For the Feast of the Immaculate Heart of Mary

I admit this brief meditation is a day late, but let us not forget that the whole month of August is dedicated to the Immaculate Heart.

This Feast, the patronal feast of our Order, falls on the Octave day of the Assumption of the Blessed Virgin. The mystery under consideration, namely, Our Lady’s most pure heart, is something that was brought to the fore in the life of the Church with the revelations of Our Lady of Fatima. What I would like to focus on in these comments is what we mean by “Immaculate Heart of Mary.”

Perhaps it will be shocking to read — and this, from a “Slave of the Immaculate Heart of Mary” — that the name is not entirely adequate. But then, neither is it adequate to call God immortal, as this is a negative description of his essentially positive fullness of life. Because of our limited intellects, we need these negative concepts to help us understand something essentially incomprehensible. “Immaculate” means “without spot,” as in “without spot (or stain) of sin.” But Our Lady is not merely spotless. She is full of grace.

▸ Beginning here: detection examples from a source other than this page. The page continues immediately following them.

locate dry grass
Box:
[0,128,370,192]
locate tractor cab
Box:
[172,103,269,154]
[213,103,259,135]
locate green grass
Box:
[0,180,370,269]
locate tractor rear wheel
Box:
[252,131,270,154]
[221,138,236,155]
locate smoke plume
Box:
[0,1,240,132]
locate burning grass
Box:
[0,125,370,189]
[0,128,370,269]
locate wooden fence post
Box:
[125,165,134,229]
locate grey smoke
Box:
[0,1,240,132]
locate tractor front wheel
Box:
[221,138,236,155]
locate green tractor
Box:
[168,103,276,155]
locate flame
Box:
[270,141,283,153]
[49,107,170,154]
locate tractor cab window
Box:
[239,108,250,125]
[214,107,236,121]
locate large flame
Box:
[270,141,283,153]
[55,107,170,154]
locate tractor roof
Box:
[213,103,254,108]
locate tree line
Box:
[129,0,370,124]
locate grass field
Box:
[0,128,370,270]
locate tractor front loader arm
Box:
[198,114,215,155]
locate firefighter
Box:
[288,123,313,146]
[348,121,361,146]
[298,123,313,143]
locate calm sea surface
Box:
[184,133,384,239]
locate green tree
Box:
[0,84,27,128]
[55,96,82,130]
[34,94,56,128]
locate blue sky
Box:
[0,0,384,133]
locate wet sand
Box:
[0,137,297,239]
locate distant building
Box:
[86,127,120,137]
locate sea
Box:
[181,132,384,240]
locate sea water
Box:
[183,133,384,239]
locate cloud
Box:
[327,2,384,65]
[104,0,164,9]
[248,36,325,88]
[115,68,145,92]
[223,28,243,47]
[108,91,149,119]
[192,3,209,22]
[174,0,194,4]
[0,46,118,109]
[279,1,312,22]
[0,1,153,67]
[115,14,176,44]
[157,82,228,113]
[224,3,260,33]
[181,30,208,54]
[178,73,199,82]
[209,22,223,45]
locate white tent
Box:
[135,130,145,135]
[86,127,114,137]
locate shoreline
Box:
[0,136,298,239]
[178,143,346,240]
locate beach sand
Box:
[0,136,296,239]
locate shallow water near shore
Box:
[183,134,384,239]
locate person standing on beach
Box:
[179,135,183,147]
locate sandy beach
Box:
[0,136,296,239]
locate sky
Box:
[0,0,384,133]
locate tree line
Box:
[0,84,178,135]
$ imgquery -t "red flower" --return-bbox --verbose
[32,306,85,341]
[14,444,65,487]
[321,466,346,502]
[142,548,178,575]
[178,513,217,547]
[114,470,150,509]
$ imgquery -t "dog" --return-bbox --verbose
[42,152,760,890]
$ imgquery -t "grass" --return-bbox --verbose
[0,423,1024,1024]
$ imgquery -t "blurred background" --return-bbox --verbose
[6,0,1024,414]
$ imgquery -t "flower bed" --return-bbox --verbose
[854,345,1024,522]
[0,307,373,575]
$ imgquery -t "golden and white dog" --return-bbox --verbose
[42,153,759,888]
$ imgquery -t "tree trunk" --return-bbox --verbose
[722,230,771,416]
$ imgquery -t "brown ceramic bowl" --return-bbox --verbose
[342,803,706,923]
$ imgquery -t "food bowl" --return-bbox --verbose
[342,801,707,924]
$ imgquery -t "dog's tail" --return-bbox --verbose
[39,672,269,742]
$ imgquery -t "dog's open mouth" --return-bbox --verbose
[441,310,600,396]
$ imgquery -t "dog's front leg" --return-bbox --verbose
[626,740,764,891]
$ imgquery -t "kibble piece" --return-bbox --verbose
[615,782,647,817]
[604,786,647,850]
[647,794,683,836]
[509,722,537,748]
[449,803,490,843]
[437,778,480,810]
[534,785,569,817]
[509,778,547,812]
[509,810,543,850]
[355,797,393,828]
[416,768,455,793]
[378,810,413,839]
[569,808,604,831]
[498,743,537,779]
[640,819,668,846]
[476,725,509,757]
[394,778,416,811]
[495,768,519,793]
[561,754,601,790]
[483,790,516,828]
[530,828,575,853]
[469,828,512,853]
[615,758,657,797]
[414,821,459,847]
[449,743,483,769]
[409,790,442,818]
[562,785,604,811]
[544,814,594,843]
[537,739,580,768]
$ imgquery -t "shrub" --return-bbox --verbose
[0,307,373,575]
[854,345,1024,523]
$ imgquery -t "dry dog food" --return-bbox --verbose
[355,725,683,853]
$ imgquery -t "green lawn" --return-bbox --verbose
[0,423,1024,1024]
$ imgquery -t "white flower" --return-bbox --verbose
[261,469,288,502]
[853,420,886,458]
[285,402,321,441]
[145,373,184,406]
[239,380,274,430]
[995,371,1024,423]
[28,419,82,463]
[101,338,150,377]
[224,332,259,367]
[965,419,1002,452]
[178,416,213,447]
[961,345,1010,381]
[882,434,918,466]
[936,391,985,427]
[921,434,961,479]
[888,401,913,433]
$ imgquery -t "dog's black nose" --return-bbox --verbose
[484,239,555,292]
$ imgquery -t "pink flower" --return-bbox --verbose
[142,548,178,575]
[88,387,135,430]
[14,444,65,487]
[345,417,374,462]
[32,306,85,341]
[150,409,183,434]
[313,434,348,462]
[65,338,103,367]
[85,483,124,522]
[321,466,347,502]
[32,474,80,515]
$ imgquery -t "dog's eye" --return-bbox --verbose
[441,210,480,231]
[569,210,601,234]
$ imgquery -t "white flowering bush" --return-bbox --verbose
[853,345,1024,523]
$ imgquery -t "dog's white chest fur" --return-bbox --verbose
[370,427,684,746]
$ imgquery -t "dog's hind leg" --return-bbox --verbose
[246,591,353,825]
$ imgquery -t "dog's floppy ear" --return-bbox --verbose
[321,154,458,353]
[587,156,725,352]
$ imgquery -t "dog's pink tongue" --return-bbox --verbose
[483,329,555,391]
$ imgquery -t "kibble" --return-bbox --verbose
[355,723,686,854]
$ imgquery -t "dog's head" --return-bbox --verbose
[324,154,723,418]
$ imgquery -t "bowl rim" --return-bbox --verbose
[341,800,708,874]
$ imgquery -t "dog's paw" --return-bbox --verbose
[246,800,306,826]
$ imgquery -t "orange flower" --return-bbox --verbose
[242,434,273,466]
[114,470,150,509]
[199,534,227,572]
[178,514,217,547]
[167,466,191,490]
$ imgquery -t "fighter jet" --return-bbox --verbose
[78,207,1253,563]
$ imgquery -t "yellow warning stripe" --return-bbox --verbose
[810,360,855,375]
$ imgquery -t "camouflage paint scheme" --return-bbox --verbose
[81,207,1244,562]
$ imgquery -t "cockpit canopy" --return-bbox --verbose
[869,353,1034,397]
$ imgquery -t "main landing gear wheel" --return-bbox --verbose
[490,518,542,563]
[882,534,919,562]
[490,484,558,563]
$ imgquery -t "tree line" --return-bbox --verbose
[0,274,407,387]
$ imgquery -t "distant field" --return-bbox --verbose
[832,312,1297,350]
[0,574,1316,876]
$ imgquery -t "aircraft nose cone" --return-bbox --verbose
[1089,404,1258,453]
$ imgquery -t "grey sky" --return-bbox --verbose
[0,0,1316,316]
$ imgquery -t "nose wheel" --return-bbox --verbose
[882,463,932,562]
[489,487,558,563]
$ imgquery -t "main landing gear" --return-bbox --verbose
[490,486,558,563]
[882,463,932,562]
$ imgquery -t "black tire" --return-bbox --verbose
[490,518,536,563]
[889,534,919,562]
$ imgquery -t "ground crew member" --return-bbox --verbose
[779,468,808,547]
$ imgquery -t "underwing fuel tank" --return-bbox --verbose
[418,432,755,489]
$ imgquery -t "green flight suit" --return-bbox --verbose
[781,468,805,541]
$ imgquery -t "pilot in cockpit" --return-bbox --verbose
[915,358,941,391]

We all know that Original Sin did not touch Our Lady. By her unique privilege of the Immaculate Conception, she was, from the first moment of Her existence, free from that sad legacy we all receive from our father Adam, through his corrupt seed. At Mary’s conception, Original Sin was prevented from even touching the newly conceived little girl. But more than that happened — much more. Our Lady was given a superplenitude of grace. So, we can call Her Heart the “Superengraced Heart,” or the “Heart with a Superplenitude of Grace.” These terms are not as verbally graceful as “Immaculate Heart,” so I would never propose them as new titles for the Church to use. I offer them only to articulate more fully the deeper meaning of “Immaculate” as the Church uses it.

An analogy may help to put this in better perspective: Suppose you polish a mirror so that it is spotless. Your mirror is clear, without blemish, streak, stain, or any imperfection whatsoever on its surface. If you look at it with the lights off, you will see… nothing! It is “immaculate,” but dark, not lightsome. Now, supposing you shine a bright light on it. You get the picture, perhaps even literally.

The Heart of Mary is not merely without spot. It is transfused with light. So much so that in the Fatima Revelation, she appeared as “a lady, clothed in white, brighter than the sun, radiating a light more clear and intense than a crystal cup filled with sparkling water, lit by burning sunlight.” Those are the words of Sister Lucy describing the first apparition in May of 1917. This revelation to the children agrees with the public revelation given to the whole Church. In the Apocalypse, the Blessed Virgin is called the “Woman clothed with the Sun.” The Church applies this passage to her in the liturgy in, among other places, the office of Matins for the Blessed Virgin: “And a great sign appeared in heaven: A woman clothed with the sun, and the moon under her feet, and on her head a crown of twelve stars” (Aopc. 12:1).

The radiant light described here is an image of God’s grace and the fulfillment of grace in Heaven, which we call “glory.” “Brightness” or “clarity” is a quality of a glorified body. This dogmatic truth is the origin of the nimbus, or halo, that we see on the saints in Christian art. Mary’s Son showed the glory due to His sacred humanity in the Transfiguration. Similarly, the Blessed Virgin revealed her own glory, first to St. John on Patmos, and much later, to the children of Fatima. She reflects the Glory of the Blessed Trinity as a spotless mirror reflects the light that is shined into it. It should come as no surprise to us, then, that in the Church’s official lexicon of prayer, Jesus id called the “Sun of Justice,” just as Mary is called the “Mirror of Justice.”

But the Blessed Virgin and her Immaculate Heart are not merely icons of lovely lightsomeness for us to admire. All the economy of the Incarnation is “for us men and for our salvation.” Mary is part of the Incarnational economy. Thus, she told Sister Lucy, “My Immaculate Heart will be your refuge and the way that will lead you to God.”

Her heart will be the refuge to protect us from sin, like the “cities of refuge” in the Old Testament, where criminals could flee for sanctuary (Cf. Deut. 19:12).This corresponds to our Lady’s negative aspect of being without sin. However, she is also the “way that will lead [us] to God.” This corresponds to her fullness of Grace, her positive effulgence with divine light.

The Immaculate Heart, the “Superengraced Heart” — if you will — is not only a thing of peerless beauty in itself; it is a safe haven and a sure path for us, the poor banished children of Eve.